Julio Iglesias se manifesta após acusação de agressão sexual e tráfico humano

    Cantor espanhol foi denunciado ex-funcionárias Ministério Público da Espanha

    Foto: Reprodução/Getty Images

    Julio Iglesias decidiu se manifestar publicamente após ter o nome envolvido em denúncias graves feitas por duas ex-empregadas que trabalharam em propriedades fora da Europa. Aos 82 anos, o cantor espanhol usou as redes sociais nesta semana para negar qualquer envolvimento em crimes de agressão sexual, coerção ou tráfico de seres humanos.

    O posicionamento foi divulgado por meio de um comunicado publicado em seu perfil no Instagram, marcando a primeira declaração direta do artista desde que o caso veio à tona:

    “Com profundo pesar respondo às acusações realizadas por duas pessoas que anteriormente trabalharam na minha casa. Nego ter abusado, coagido ou faltado ao respeito a uma mulher”, escreveu.

    No texto, Iglesias também deixou claro que pretende enfrentar o caso judicialmente e afirmou estar disposto a defender sua reputação.

    “Ainda me restam forças para as pessoas conhecerem toda a verdade e defender a minha dignidade perante uma ofensa tão grande”, completou.

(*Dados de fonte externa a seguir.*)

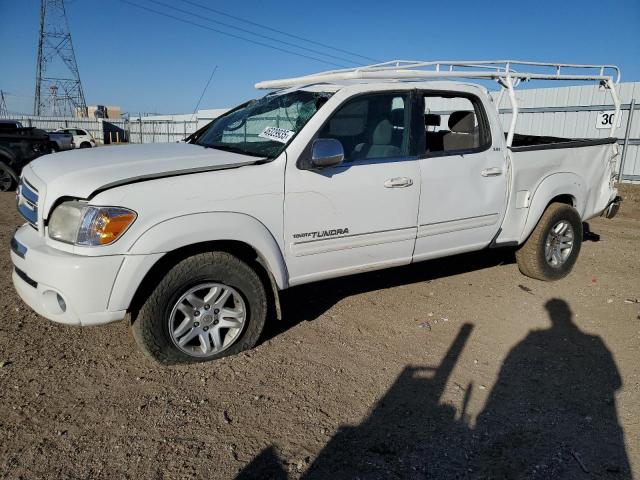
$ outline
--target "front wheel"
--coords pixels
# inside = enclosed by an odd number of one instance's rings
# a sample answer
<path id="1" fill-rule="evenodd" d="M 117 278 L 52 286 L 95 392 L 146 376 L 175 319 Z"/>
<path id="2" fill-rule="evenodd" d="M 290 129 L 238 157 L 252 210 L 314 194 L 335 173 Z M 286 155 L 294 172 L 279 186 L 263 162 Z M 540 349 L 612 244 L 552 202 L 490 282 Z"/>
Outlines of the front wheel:
<path id="1" fill-rule="evenodd" d="M 564 203 L 547 207 L 531 236 L 516 252 L 520 271 L 538 280 L 569 275 L 582 245 L 582 219 Z"/>
<path id="2" fill-rule="evenodd" d="M 267 295 L 258 274 L 229 253 L 208 252 L 169 270 L 131 328 L 151 359 L 193 363 L 252 348 L 266 317 Z"/>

    De acordo com informações da revista Hola!, pessoas próximas ao cantor afirmam que ele já está organizando sua estratégia de defesa e demonstra confiança de que as acusações serão esclarecidas ao longo do processo.

     

    Relembre o caso

    As denúncias foram protocoladas no dia 5 de janeiro no Ministério Público da Audiência Nacional da Espanha e contam com acompanhamento jurídico da ONG Women’s Link, que representa as duas mulheres. Segundo a entidade, os supostos crimes teriam ocorrido entre janeiro e outubro de 2021, em imóveis ligados ao artista localizados na República Dominicana e nas Bahamas.

    Entre os relatos apresentados estão acusações de agressão sexual, assédio, intimidação, lesões físicas e violações de direitos trabalhistas. As denunciantes também apontam práticas que podem ser enquadradas como tráfico de seres humanos, incluindo trabalho forçado e condições abusivas. Julio Iglesias é citado como principal responsável, com possível participação de funcionárias ligadas à administração das residências.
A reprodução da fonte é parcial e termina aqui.